52. Gerçekten onlara, inanan bir toplum için yol gösterici ve rahmet olarak, ilim üzere açıkladığımız bir kitap getirdik.53. (Fakat onlar), Onun tevilinden(Bildirilen gerçeklerin vuku bulmasını) başka bir şey beklemiyorlar. Tevili geldiği (haber verdiği şeyler ortaya çıktığı) gün, önceden onu unutmuş olanlar derler ki: Doğrusu Rabbimizin elçileri gerçeği getirmişler. Şimdi bizim şefaatçılarımız var mı ki bize şefaat etsinler veya (dünyaya) geri döndürülmemiz mümkün mü ki, yapmış olduğumuz amellerden başkasını yapalım? Onlar cidden kendilerine yazık ettiler ve uydurdukları şeyler (putlar) da kendilerinden kaybolup gitti.54. Şüphesiz ki Rabbiniz, gökleri ve yeri altı günde yaratan, sonra Arş’a istivâ eden, geceyi, durmadan kendisini kovalayan gündüze bürüyüp örten; güneşi, ayı ve yıldızları emrine boyun eğmiş durumda yaratan Allah’tır. Bilesiniz ki, yaratmak da emretmek de O’na mahsustur. Alemlerin Rabbi Allah ne yücedir!55. Rabbinize yalvara yakara ve gizlice dua edin. Bilesiniz ki O, haddi aşanları sevmez.56. Islah edilmesinden sonra yeryüzünde bozgunculuk yapmayın. Allah’a korkarak ve (rahmetini) umarak dua edin. Muhakkak ki iyilik edenlere Allah’ın rahmeti çok yakındır.57. Rüzgârları rahmetinin önünde müjde olarak gönderen O’dur. Sonunda onlar (o rüzgârlar), ağır bulutları yüklenince onu ölü bir memlekete sevkederiz. Orada suyu indirir ve onunla türlü türlü meyveler çıkarırız. İşte ölüleri de böyle çıkaracağız. Her halde bundan ibret alırsınız.58. Rabbinin izniyle güzel memleketin bitkisi (güzel) çıkar; kötü olandan ise faydasız bitkiden başka bir şey çıkmaz. İşte biz, şükreden bir kavim için âyetleri böyle açıklıyoruz

Bu kitap, Müminler için yol gösterici ve Rahmet olarak gönderilmiş bir kitaptır. Ancak yol gösteren değil bir yolda ki kura taş mesabesinde bile göremediğimiz bir toplumda yaşıyoruz. Kitabı bir nesne gibi görüyoruz. Bizim yolumuzu çizen hayatımızı belirleyen ne yapıp ne yapmayacağımızı bize bildirine bir kitap gibi görmüyoruz. Bu yüzden bu kitap bize rahmet olarak yansımıyor. Bu kitap Bilgi ile açıklanmış ayetler içeren bir kitaptır. Her ayeti nice hikmetler ve kainatın sırlarının içeren birer hazinedir.

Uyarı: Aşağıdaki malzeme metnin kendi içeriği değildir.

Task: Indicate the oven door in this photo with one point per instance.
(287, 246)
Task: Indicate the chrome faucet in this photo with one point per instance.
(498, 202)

Onlar kıyameti unuttular sanki gelmeyecekmiş gibi yaşadılar. O gün onlar geri dönmek isteyecekler ama ne fayda geri dönmek mümkün mü? Geri dönüp yaptıkları amellerden başka ameller işlemek isteyecekler ancak buna müsaade edilmeyecektir. Ameller kesilmiştir. Hesap günüdür o gün Şefaatçi arayacaklar ama nerede şefaat edecek kişiler şefaat yalnız Allah’a aittir. O gün orada Allah’ın hükmünden daha adil hükmedecek kişi mi var ki şefaatçi olacak ve onları kurtaracak?

Allah, kâinattaki tüm varlıkları yaratandır. Elbette ki yaratılanların nasıl hareket edeceklerine dair kuralları da koymaya en çok hak sahibi olan da Allah’tır.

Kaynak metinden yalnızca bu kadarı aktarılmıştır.